Amazon first announced that their small packages could be delivered by drones from Amazon Prime Air in December 2013. The ambitious implementation plan was predicting first flights for the service by the end of 2015.
This video featuring Jeremy Clarkson was put on YouTube in November 2015 and last time I looked had over 6,295,000 views. So the public’s interest in Amazon and their aerial drone delivery is very strong.
The Air regulations in the U.S. and the UK had a few major issues with this plan, which are ongoing. Now in May 2016 the 30-minute or less Amazon drone dispatch for the football boots that Jeremy talks about looks a long way off.
The Aviation authorities have taken the view that Unmanned Aircraft Systems should be subject to similar compliance and supervision as manned aviation.
So there are many regulatory and technical problems to be solved before Amazon Prime Air becomes airborne, despite Amazon’s size, influence and corporate muscle.
The idea of a fleet of unwatched drones being released into airspace is unlikely.
Amazon claim they will operate safely beyond line of sight to distances of 10 miles or more.
The launch of the DJI Phantom 4 has shown that drone ‘Sense and Avoid” proximity sensors to stop the UAV flying into a wall or tree, do work, and are now becoming part of mainstream drone technology.
This was one of the problems highlighted when Amazon Prime Air were showing their drones landing in customer designated back yards surrounded by fences trees and other drone crashing objects.
Another issue was the possibility of the delivery drones being hacked, flown and landed into someone else’s garden.
Simple human theft of drone packages and the actual drones is another hot issue. Would Amazon Prime Air have no fly zones so they don’t fly into bad neighborhoods’. In these “no go” areas an Amazon drone could become a respect trophy, taking pride of place in the thief’s house.
Camera’s on drones are now common place, so in addition to the customer to the SMS mobile delivery alerts, will Amazon take aerial images or video footage of each delivery to help with the obvious disputes of – It was never delivered, it did not land here.
I am sure this is not just a brilliant marketing ploy by Amazon they have invested very substantial sums of money into Amazon Prime Air.
They have drone development centres in the Untied States, United Kingdom, Israel and Austria. Here is the link to read Amazon’s airspace proposals.

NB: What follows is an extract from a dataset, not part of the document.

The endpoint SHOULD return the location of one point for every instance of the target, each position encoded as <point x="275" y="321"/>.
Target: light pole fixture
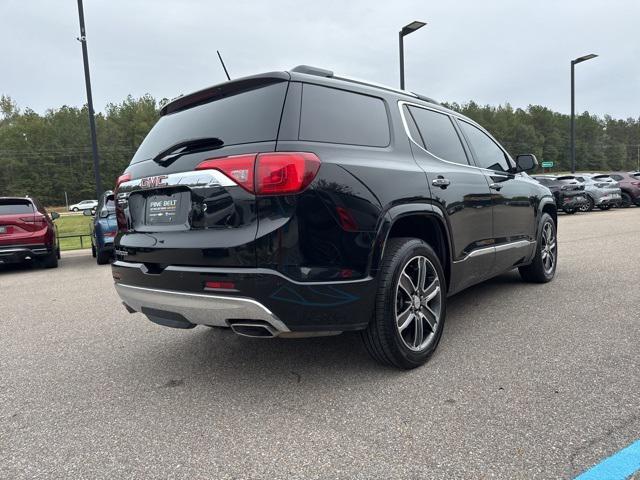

Their current corporate strategy for delivery is to set up their own delivery service called Amazon Logistics with staff, vehicles to take over and reduce the use of third party carriers like UPS and Royal Mail.
Amazon say they do not want to replace the 45 carriers they currently work with, but compliment their service as they move into fast delivery. Since Amazon Logistic launched in the UK two years ago they now have two sorting centres and 13 delivery hubs.